After meeting for four hours Saturday, the group redesigning the public
university system offered a plan that will avoid separating Arizona State
University West from ASU and calling it Central Arizona University. Nor will
it create a two-tiered system featuring new universities in southern and
western Arizona.
"Maybe we don't have to shake things up and see where they fall," said Edith
Auslander, a member of the group and University of Arizona vice president.
Instead, the proposal, which is not yet final, establishes several themes
that would bring about gradual changes. They include:
• The need for students to have a variety of different options for tuition,
perhaps even within a single university. This would pave the way for
differentiated tuition, perhaps not at the university level, but within
different schools and colleges within a single university.

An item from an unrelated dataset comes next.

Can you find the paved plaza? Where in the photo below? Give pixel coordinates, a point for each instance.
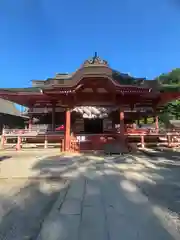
(85, 197)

• A renewed commitment to diversity at all three universities, which will
require significant increases in financial aid. The discussion Saturday
focused on the Board of Regents' 1989 initiative, "Our Common Commitment,"
which had a goal of doubling the number of minority students the
universities attracted each year.
• A commitment to work better with community college systems to move more
students through.
• A plan for Northern Arizona University perhaps to expand its successful
"2+2" programs at community colleges. Students pay community college rates
and attend community college classes for their first two years. Then they
pay the higher NAU tuition to attend NAU classes at sites around the state
to complete the final two years of their degree.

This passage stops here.